Réalité : La plupart des publications actuelles ont été rédigées par des hommes. Nous avons besoin du point de vue féminin. Certaines transmettent des messages contradictoires. Nous avons besoin de ressources de meilleure qualité.
Mythe : Il est acceptable que les hommes prennent des décisions concernant les besoins des femmes sans leur participation.
Réalité : Les femmes ont des besoins et des expériences qui leur sont propres.
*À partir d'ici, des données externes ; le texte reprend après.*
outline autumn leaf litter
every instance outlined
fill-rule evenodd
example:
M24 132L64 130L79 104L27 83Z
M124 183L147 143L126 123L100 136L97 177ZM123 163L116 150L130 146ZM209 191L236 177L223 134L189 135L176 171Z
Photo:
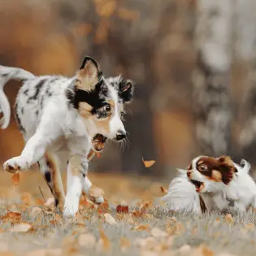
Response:
M154 161L144 161L145 167ZM20 176L13 178L14 188ZM163 186L162 194L167 193ZM104 191L93 185L89 197ZM139 198L139 196L138 196ZM1 255L255 255L255 213L176 212L157 198L96 205L85 195L76 216L63 219L52 198L23 193L0 206ZM154 200L156 199L156 200ZM13 245L15 245L15 246ZM3 253L3 254L2 254Z

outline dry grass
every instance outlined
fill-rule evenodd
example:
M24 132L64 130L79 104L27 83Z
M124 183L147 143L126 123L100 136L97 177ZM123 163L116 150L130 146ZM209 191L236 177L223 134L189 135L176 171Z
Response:
M11 176L2 174L0 255L255 255L254 212L176 213L153 202L160 184L117 175L91 180L106 191L108 205L81 200L77 217L65 220L45 205L37 185L45 197L50 193L38 173L23 175L15 189ZM128 213L118 213L118 204L128 205Z

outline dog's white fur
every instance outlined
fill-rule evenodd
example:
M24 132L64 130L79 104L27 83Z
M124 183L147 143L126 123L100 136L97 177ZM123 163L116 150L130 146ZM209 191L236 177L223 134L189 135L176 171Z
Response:
M6 74L8 74L7 76ZM115 102L115 114L110 121L110 130L106 131L97 125L93 119L86 119L79 115L77 110L68 108L65 93L72 78L57 76L35 76L32 73L20 68L0 66L0 76L5 74L0 80L0 105L4 117L2 119L2 128L6 128L10 122L10 104L4 94L3 86L10 79L26 80L17 96L19 102L18 114L23 111L22 125L25 132L23 133L26 142L21 154L4 163L4 168L10 167L17 171L27 169L39 162L42 172L46 171L47 166L44 154L47 150L59 165L61 169L67 166L67 195L63 214L65 216L74 216L78 211L79 199L83 190L88 193L92 183L88 179L87 155L91 148L92 138L100 133L107 138L113 139L118 131L125 132L118 110L118 93L112 86L109 86L111 98ZM76 76L75 76L76 77ZM56 80L54 80L54 78ZM43 107L41 108L40 97L37 101L31 101L29 104L24 98L24 92L35 88L35 85L41 80L49 81L51 89L51 97L45 97ZM107 83L105 80L105 83ZM46 90L46 87L43 89ZM45 91L41 93L46 93ZM0 111L1 112L1 111ZM37 112L37 115L35 115ZM63 167L61 167L63 165ZM72 174L72 169L76 169L77 176ZM62 191L64 197L64 192ZM102 197L96 198L97 202L104 201Z
M198 158L195 158L192 163L192 173L194 172L192 179L205 183L206 187L200 195L207 210L210 212L231 210L245 212L250 206L256 208L256 184L249 174L250 164L247 161L241 161L242 167L233 163L238 171L226 185L222 182L211 182L197 171L195 163ZM199 194L195 186L189 180L187 171L179 170L179 176L171 180L168 193L162 197L162 201L167 202L175 210L202 214Z

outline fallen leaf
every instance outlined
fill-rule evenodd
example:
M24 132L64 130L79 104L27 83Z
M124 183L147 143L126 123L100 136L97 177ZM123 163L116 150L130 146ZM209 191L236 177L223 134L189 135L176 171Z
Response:
M168 236L168 233L167 233L164 231L162 231L161 229L158 228L153 228L151 229L151 236L154 237L158 237L158 238L164 238Z
M47 201L46 202L45 205L47 206L50 206L51 205L54 205L55 203L55 198L54 197L49 197Z
M91 188L89 189L89 193L93 197L100 197L104 195L104 191L103 189L93 184Z
M19 224L15 224L12 228L10 228L11 232L26 232L32 229L32 226L28 223L20 223Z
M120 248L123 253L125 253L130 246L131 246L131 242L127 237L120 238Z
M104 233L103 229L100 227L100 237L102 242L103 249L108 251L111 249L111 241Z
M232 215L228 214L225 215L225 221L228 223L232 223L234 222L233 217Z
M149 231L150 228L150 225L149 223L147 224L141 224L136 227L132 228L132 230L135 231Z
M128 214L129 212L129 206L121 206L121 205L118 205L116 206L116 211L118 213L124 213L124 214Z
M10 221L11 223L17 223L21 220L21 213L18 211L9 211L4 216L1 217L1 219Z
M105 221L107 223L109 223L111 225L115 225L117 223L116 220L110 214L108 214L108 213L105 214L104 217L105 217Z
M142 161L144 163L145 167L147 167L147 168L152 167L152 165L155 163L154 160L145 161L145 160L143 159L143 158L142 158Z
M16 172L12 176L11 176L11 179L12 179L12 184L13 184L13 186L14 188L19 184L20 183L20 174L19 172Z
M31 210L31 216L34 219L37 219L42 213L42 210L39 207L33 207Z
M80 234L78 236L78 244L86 248L93 248L96 245L96 238L92 234Z

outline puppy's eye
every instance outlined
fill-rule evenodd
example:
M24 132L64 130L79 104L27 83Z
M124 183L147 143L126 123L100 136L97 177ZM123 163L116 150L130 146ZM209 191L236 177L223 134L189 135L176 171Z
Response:
M199 167L198 167L198 170L199 170L200 171L206 171L207 169L208 169L208 167L207 167L207 166L205 165L205 164L201 164L201 165L199 165Z
M111 111L111 106L110 105L105 105L104 106L103 106L103 110L104 110L104 111L106 111L106 112L109 112L109 111Z

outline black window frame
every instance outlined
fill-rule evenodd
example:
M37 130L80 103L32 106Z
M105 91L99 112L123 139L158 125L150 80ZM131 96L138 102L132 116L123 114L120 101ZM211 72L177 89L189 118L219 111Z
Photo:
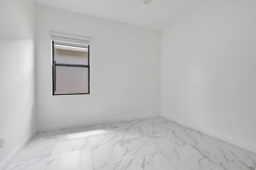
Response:
M63 95L82 95L82 94L90 94L90 45L88 46L88 64L87 65L83 64L60 64L57 63L56 61L54 61L54 40L52 40L52 96L63 96ZM88 68L88 93L65 93L60 94L54 94L55 90L56 89L56 66L70 66L74 67L86 67Z

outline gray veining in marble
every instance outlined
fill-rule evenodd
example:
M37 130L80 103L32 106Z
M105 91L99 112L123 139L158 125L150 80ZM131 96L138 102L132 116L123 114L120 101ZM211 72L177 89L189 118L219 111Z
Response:
M7 170L256 170L256 154L157 117L37 133Z

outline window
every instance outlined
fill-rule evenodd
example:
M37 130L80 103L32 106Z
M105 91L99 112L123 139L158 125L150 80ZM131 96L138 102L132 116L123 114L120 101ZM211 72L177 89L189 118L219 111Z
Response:
M51 36L52 95L90 94L90 41L68 36Z

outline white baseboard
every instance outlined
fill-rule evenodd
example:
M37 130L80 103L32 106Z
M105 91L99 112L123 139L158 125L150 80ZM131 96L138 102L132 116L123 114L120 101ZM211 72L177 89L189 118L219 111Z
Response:
M20 152L25 145L34 137L36 133L36 129L35 129L25 138L15 148L15 149L0 164L0 170L4 170L8 168Z
M161 116L165 118L171 120L179 123L185 125L185 126L212 136L216 138L222 140L244 149L256 153L256 145L255 144L249 143L245 141L187 121L172 117L169 114L162 113Z
M70 128L79 127L92 125L97 125L101 123L124 121L137 119L146 118L155 116L160 116L159 113L143 114L141 115L132 115L131 116L122 116L120 117L111 117L97 119L87 119L80 122L67 123L55 125L40 126L37 127L38 132L59 130L62 129Z

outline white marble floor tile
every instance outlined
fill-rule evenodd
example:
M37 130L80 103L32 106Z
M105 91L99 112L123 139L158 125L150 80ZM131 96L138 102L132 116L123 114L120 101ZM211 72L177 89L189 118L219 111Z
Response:
M256 154L161 117L37 133L10 170L256 170Z
M158 150L170 149L188 143L183 139L166 132L157 133L150 135L149 137L153 139Z
M112 131L89 135L89 142L91 146L120 141L120 138Z
M152 122L147 119L140 119L127 121L130 123L132 127L143 126L152 123Z
M147 136L124 140L123 143L134 158L155 153L158 150L157 144L153 139Z
M256 154L249 153L225 163L212 170L256 170Z
M50 155L56 141L56 139L53 139L27 144L20 152L14 162Z
M134 159L131 159L117 164L105 166L95 170L143 170Z
M78 135L58 138L53 147L52 154L90 147L87 135Z
M170 123L170 120L161 116L150 117L148 118L148 119L150 121L151 123L156 125L161 125L162 124L168 124Z
M46 170L92 170L93 164L90 148L51 155Z
M129 121L119 121L108 124L112 129L127 128L132 126L132 125Z
M91 151L96 169L134 158L121 141L92 147Z
M142 137L147 135L144 131L142 130L141 127L140 126L118 129L114 131L121 140Z
M214 155L202 152L190 145L186 145L163 151L171 158L176 158L193 170L209 170L222 162Z
M184 131L190 136L190 138L195 142L212 137L211 136L192 128L187 128L184 129ZM178 133L178 132L176 132L176 133L177 134Z
M248 153L249 151L216 138L211 138L191 144L201 152L206 152L225 163Z
M141 126L140 127L141 130L144 131L144 133L148 135L160 133L164 130L163 128L154 124Z
M78 127L64 129L60 131L58 138L71 137L80 135L86 135L86 127Z
M169 133L173 133L174 131L184 129L184 127L180 124L178 124L174 121L168 121L166 123L157 124L163 131L167 131Z
M135 158L144 170L190 170L184 164L176 158L158 152Z
M42 132L38 132L29 143L41 142L45 140L56 139L58 137L59 132L60 130L57 130Z
M49 156L13 162L6 170L44 170Z

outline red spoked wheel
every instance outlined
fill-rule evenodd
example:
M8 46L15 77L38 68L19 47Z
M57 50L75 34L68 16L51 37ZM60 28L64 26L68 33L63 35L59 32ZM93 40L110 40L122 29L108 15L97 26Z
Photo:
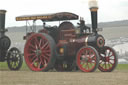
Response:
M114 49L105 46L103 51L99 53L100 62L99 70L102 72L111 72L115 69L118 63L117 55Z
M82 47L76 56L78 68L83 72L94 72L99 65L99 55L95 48Z
M55 62L55 42L47 34L35 33L29 37L24 48L24 58L33 71L48 71Z

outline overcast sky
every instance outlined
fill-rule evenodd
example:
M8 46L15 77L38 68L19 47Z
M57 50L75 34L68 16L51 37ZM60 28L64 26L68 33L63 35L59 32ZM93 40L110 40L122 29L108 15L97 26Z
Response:
M128 0L98 0L98 22L128 19ZM88 0L1 0L0 9L6 9L6 27L25 25L15 21L16 16L73 12L91 23Z

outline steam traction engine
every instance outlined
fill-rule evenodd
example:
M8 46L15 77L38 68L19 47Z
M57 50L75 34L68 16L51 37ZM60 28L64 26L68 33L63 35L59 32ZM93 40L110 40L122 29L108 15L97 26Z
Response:
M104 37L98 34L97 6L90 7L92 31L87 32L84 20L79 27L70 21L78 20L79 16L69 12L54 14L18 16L17 21L33 20L32 31L24 36L24 58L33 71L72 71L80 69L93 72L97 68L103 72L111 72L117 65L115 51L105 46ZM43 29L35 31L36 20L41 20ZM69 21L70 20L70 21ZM62 21L59 26L47 26L46 22Z
M11 41L5 35L5 13L6 10L0 10L0 62L7 61L10 70L19 70L22 66L22 56L16 47L12 47L9 51Z

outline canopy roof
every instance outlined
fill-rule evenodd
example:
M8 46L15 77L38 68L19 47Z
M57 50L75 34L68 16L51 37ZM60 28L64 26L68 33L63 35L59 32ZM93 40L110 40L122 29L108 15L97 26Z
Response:
M79 16L70 12L59 12L53 14L40 15L24 15L16 17L16 21L24 20L42 20L42 21L60 21L60 20L76 20Z

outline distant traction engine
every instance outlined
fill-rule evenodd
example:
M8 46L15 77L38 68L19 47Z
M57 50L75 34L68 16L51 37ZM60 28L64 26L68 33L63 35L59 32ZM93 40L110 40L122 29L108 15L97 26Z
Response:
M5 13L6 10L0 10L0 62L7 61L10 70L19 70L22 66L23 58L16 47L12 47L8 51L11 40L5 35L7 31L5 29Z

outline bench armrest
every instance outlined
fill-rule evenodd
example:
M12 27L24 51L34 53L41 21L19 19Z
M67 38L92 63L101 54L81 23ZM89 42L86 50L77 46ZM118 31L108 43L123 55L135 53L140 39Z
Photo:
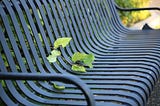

Elles méritent d’être incluses dans le processus décisionnel pour tous les membres de SA.
Mythe : Un Dossier d’Accueil pour les Femmes (accessible via un lien sur sa.org) sépare les femmes et conduit à l’isolement.
Réalité : L’absence de telles ressources isole les femmes du processus de rétablissement et les éloigne les unes des autres.
Réalité : Un Dossier d’Accueil pour les Femmes aidera celles qui souffrent encore à entamer leur rétablissement.
Mythe : La crainte des femmes d’assister à une réunion remplie d’hommes est injustifiée.
Réalité : Des femmes ont été suivies après des réunions, on leur a fait des avances, on les a draguées, harcelées, voire agressées lors d’une réunion.
Réalité : Des membres de confiance peuvent veiller à être présents pour garantir l’ouverture des réunions, fournir des informations et assurer la sécurité de tous.
En prêtant attention à ces questions et en suivant les directives de la Puissance Supérieure, nous pouvons mieux nous préparer, ainsi que nos réunions, à transmettre le message de rétablissement de SA.
En conclusion, je souhaite citer Nathalie V., tirée de la page trois de l’ESSAY de juin 2024 :
« Nous avons besoin les uns des autres pour grandir efficacement dans le rétablissement — non pas en nous opposant les uns aux autres, mais en grandissant ensemble. Nous pratiquons des relations saines avec le sexe opposé au sein de SA, et cela nous aide également en dehors du programme. »
Équipons-nous pour transmettre efficacement le message en prêtant attention aux « petites choses » — en améliorant nos relations et en mettant en pratique nos compétences les uns avec les autres dans le service.